While juvenile records are generally confidential, there are certain exceptions that allow police, prosecutors, probation officers, health and human services agencies, education entities, and other criminal and juvenile justice officials in Texas and elsewhere to have access. The records may
also be available to employers, educational institutions, licensing agencies, and other organizations when you apply for employment or educational programs. Treatment records (counseling, placement, drug treatment, etc.) are confidential and access to them is much more limited. Sealing and restricted access are important ways available by law to protect your records and limit who can access them. Expunctions are only available in justice and municipal courts.

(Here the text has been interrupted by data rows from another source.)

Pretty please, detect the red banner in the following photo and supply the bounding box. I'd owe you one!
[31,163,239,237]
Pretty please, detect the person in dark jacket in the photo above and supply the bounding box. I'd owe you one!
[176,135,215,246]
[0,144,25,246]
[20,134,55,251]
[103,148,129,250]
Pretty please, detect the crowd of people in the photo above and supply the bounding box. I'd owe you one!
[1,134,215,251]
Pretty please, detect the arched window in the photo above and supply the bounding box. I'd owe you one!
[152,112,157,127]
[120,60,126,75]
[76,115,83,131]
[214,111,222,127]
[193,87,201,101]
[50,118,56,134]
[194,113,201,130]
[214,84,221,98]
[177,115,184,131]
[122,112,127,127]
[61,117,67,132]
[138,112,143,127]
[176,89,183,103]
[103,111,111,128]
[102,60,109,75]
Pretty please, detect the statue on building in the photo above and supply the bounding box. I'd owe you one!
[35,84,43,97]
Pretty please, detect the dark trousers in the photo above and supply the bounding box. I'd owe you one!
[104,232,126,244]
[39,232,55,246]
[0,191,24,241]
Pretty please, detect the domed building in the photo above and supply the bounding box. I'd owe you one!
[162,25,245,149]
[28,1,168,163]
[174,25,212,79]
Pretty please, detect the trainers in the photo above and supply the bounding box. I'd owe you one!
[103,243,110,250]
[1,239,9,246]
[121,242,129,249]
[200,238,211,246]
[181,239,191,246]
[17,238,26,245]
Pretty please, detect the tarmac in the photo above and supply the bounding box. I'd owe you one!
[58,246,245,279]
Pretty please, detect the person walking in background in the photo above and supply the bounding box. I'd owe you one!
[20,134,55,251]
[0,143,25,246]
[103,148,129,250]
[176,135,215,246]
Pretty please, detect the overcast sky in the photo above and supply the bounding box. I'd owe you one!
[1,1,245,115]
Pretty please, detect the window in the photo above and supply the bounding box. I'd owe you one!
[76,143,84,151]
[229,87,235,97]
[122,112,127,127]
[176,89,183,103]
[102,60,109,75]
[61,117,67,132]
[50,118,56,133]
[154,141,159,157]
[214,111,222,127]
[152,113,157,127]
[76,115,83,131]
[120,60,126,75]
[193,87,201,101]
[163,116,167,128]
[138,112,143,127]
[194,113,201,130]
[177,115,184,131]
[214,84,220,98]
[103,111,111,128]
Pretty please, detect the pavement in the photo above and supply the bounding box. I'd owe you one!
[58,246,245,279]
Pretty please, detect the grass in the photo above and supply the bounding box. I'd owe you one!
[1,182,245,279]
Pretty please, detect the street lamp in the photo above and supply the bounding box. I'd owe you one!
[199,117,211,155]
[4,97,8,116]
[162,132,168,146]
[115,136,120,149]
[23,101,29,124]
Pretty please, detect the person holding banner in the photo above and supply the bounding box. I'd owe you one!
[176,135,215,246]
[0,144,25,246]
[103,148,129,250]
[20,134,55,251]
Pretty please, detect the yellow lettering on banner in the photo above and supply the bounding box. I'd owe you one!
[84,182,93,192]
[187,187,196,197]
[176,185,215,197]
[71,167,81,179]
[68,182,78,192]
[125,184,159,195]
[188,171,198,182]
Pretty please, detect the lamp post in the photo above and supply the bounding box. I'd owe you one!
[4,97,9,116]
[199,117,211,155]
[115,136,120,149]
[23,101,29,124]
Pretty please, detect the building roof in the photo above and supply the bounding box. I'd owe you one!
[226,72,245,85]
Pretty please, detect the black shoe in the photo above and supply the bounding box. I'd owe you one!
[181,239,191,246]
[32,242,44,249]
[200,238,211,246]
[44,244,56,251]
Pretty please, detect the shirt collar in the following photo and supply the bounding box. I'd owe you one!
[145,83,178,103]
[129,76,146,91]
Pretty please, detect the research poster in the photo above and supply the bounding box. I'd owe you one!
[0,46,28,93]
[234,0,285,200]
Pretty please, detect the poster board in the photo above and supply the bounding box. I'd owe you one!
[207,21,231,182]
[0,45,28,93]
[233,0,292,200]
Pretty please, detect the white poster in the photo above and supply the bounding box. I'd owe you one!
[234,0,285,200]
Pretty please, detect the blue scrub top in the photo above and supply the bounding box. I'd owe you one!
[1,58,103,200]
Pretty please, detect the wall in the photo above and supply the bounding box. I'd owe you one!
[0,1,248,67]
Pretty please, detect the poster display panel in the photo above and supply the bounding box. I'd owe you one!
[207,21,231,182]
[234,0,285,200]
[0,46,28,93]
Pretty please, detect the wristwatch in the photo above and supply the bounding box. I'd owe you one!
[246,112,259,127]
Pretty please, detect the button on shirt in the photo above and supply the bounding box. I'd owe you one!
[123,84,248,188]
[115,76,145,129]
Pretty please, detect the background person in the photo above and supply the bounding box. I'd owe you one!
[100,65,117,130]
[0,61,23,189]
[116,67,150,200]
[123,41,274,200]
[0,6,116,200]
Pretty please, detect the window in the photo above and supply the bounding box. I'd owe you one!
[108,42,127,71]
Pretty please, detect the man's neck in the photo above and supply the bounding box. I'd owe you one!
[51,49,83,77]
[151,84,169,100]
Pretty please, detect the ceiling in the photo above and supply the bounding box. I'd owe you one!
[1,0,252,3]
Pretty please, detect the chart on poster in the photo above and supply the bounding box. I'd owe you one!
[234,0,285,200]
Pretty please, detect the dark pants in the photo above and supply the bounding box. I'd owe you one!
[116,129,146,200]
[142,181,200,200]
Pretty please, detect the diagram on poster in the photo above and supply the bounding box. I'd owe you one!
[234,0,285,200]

What does it mean to seal a record?
Beginning on September 1, 2015, juvenile records may be automatically sealed. Sealing of records is a process that allows you to have your records “sealed” so that no one can access them. Records that are sealed are treated as though they never existed and you may legally deny that you were ever involved in the juvenile system. Records can be “unsealed” for very limited purposes. The most important change in the law is that you do not have to hire an attorney to help you file an application with the court. If your records were eligible for sealing before September 1, 2015, it will still be necessary to hire an attorney to apply to seal your records
What is restricted access?
Restricted access is the method of limited disclosure of juvenile records only to criminal justice agencies. These records are not destroyed but remain in place. Your records may be “unrestricted,” or removed from restricted access, however, for adult convictions or deferred adjudications that occur after age 17. If this happens, your delinquency history may once again become available to certain agencies and organizations that conduct background checks. Juvenile records that become eligible for sealing after you turn 17 will initially be placed on restricted access. Any new criminal history may also impact whether your records can be sealed later.